Et voilà le nouveau chapitre !
La fiction est classée M, bien sûr Harry Potter ne m'appartient pas, tout est à la génialissime JK. Rowling ! *.*
Bonne lecture et à mercredi prochain ! Bisouuuuuuuus !
Chapitre 9 : Moquer bien plus qu'informer
Ginny accepta le thé que lui tendait sa mère, mais ne releva pas la tête lorsqu'elle s'assit à côté d'elle pour passer un bras autour de ses épaules. De toute façon, Ginny savait qu'elle ne resterait pas longtemps tranquille. Molly tremblait de colère. Angelina, bien qu'elle aussi concernée par la discussion houleuse qui avait lieu dans le salon des Weasley, était montée avec les enfants et avait insonorisé l'étage où elle se trouvait avec eux.
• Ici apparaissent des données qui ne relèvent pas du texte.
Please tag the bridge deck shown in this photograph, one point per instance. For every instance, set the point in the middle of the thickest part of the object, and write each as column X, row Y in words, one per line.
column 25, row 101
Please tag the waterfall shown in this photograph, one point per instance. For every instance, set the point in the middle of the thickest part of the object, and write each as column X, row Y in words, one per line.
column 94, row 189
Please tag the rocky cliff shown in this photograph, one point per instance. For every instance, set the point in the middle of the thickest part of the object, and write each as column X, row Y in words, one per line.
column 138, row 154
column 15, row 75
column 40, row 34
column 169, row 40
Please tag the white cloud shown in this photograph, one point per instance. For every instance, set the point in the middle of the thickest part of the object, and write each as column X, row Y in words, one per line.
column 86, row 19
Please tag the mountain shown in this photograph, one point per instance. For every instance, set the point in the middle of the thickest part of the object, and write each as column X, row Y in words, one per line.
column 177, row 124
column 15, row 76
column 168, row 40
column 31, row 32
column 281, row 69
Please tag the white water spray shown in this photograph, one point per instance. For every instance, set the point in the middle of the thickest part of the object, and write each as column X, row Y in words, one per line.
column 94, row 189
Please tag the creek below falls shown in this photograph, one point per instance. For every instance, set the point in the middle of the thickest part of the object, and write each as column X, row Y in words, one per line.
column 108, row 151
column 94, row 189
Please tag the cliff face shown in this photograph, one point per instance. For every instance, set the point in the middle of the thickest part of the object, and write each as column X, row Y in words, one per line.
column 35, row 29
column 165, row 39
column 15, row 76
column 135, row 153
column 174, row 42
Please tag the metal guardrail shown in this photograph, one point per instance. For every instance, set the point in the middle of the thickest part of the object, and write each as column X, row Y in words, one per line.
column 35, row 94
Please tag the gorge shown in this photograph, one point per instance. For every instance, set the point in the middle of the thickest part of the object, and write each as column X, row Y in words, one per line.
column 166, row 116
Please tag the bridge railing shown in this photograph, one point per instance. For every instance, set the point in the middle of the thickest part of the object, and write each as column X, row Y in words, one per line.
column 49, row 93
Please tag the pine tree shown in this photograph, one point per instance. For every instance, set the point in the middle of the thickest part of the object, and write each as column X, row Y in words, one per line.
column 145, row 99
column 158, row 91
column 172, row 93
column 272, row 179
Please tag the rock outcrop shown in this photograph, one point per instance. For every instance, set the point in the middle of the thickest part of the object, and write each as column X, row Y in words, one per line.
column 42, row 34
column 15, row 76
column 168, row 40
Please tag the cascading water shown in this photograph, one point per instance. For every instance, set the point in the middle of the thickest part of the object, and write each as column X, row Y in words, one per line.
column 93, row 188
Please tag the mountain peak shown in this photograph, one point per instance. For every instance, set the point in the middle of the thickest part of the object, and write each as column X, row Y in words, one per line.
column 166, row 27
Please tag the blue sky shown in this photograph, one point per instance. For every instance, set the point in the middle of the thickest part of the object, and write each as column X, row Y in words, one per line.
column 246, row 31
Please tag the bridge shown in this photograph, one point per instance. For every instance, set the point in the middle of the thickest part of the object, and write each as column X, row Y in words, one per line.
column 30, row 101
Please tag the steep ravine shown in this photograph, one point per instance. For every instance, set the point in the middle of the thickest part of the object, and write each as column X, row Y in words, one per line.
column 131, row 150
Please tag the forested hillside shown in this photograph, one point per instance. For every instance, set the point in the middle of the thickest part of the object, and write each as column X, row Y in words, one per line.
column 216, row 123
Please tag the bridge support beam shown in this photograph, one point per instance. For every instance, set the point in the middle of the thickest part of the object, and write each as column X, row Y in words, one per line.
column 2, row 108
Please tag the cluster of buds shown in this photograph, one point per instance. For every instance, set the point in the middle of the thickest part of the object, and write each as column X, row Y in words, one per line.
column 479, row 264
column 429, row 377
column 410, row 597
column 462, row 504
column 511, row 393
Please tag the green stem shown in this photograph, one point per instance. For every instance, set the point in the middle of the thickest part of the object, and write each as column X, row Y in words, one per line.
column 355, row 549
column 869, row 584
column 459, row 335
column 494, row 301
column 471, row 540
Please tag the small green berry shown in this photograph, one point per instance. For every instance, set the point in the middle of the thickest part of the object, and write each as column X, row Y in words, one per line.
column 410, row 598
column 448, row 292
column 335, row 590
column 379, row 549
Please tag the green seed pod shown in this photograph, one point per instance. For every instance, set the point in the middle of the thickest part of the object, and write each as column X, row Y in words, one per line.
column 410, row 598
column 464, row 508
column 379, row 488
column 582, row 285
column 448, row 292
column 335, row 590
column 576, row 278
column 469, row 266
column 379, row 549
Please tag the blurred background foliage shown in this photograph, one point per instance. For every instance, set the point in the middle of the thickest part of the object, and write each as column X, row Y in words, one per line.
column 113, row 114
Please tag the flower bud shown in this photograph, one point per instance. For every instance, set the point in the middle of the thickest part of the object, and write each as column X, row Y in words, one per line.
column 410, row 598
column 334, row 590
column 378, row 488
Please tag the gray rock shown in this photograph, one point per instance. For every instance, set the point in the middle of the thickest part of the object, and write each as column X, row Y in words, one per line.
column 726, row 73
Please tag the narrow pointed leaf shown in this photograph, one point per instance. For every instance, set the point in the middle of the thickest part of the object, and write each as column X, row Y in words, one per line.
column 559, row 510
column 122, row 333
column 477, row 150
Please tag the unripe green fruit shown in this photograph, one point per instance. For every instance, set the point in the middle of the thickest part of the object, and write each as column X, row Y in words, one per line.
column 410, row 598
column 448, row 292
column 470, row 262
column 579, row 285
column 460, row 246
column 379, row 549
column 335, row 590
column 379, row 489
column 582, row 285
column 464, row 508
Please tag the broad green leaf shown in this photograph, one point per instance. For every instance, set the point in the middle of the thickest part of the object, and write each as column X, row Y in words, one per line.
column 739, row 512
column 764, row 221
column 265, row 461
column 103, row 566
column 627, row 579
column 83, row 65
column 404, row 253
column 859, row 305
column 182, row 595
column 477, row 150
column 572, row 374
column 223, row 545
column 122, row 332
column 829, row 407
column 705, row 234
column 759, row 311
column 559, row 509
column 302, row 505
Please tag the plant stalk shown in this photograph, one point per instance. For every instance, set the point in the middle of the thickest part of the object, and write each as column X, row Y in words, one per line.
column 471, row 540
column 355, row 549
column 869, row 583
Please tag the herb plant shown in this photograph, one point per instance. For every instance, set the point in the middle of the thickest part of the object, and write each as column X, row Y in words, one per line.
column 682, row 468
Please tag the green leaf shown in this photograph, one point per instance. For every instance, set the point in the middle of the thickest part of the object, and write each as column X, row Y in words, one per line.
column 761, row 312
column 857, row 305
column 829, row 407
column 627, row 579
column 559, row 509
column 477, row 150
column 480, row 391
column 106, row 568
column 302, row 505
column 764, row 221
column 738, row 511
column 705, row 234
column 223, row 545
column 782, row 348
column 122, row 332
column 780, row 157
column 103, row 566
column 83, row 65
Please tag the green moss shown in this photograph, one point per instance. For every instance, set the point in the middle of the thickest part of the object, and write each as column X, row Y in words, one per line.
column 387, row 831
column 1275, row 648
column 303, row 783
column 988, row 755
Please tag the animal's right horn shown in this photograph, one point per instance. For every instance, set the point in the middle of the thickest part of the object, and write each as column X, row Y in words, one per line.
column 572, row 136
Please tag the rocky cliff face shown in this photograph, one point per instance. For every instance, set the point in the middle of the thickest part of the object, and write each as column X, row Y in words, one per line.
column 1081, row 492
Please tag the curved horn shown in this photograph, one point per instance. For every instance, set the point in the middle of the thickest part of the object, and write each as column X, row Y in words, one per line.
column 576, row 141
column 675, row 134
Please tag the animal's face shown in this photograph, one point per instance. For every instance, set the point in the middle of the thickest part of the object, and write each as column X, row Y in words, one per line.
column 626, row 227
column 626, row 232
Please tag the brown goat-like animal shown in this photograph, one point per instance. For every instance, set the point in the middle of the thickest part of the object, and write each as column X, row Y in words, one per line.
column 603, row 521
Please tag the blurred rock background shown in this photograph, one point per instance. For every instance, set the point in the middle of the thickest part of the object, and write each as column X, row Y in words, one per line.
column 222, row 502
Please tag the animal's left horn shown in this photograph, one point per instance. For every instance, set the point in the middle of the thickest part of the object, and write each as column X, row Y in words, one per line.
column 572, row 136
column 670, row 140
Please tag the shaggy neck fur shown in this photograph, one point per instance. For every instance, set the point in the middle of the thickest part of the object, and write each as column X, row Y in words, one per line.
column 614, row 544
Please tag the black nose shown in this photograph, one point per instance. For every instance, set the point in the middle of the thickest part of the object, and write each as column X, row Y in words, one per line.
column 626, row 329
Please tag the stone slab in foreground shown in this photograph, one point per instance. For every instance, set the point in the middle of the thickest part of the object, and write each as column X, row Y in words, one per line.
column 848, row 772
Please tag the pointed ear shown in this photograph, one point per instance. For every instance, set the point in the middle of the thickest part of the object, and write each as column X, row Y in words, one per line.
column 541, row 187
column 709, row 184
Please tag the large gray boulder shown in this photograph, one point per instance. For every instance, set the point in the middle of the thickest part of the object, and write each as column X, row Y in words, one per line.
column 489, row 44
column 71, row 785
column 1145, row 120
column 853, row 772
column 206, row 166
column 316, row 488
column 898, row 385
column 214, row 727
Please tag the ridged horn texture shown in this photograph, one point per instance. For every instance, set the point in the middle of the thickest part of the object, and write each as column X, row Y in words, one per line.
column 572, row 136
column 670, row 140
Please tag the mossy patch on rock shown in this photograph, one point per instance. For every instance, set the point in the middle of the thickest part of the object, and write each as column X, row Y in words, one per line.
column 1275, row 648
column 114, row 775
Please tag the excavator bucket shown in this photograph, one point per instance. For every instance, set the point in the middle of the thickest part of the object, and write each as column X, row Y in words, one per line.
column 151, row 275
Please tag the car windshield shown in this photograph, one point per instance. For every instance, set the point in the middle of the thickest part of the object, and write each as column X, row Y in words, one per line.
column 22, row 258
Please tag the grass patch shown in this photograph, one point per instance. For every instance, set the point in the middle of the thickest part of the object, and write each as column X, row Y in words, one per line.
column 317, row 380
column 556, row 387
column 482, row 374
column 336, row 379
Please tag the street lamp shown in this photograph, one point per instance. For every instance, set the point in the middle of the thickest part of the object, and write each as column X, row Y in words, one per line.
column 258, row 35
- Comment vous avez pu faire ça, Hermione ? rugit George.
Elle soupira et ouvrit la bouche pour répondre, mais Ron la devança.
- Ne parle pas à ma femme comme ça.
- Et toi ! continua George en faisant les cent pas, le journal entre les mains. Pour ta sœur, putain ! Tu pouvais pas nous annoncer l'arrivée de ce torchon ?! Mais enfin, lis ! On est tous traînés dans la boue !
- Kingsley n'avait pas d'autre choix, murmura Hermione à l'attention d'Arthur qui était plus calme que les autres. Il devait annoncer la démission de Harry.
- Ce mec n'est qu'un putain d'égoïste !
- George ! s'exclama Molly en resserrant son bras autour des épaules de sa fille. Tu ne peux pas dire ça !
- Bien sûr que si ! Harry Potter, LE Harry Potter qu'on connaissait n'est plus comme tu le vois, maman !
- Je sais ça, maugréa Molly. Mais calme-toi, George, pense à ta sœur.
Ginny se dégagea de la prise de sa mère et se leva, frottant son visage de ses mains.
- Il ne devait plus aimer son travail, dit Ginny d'une voix étouffée.
Mais cela ne fit qu'attiser la colère de George qui commençait à se répercuter sur Ron.
- Cela fait quatre ans, même plus, que ton mari n'est plus qu'un souvenir.
- George, souffla Ginny en baissant les yeux sur la bague à son annulaire.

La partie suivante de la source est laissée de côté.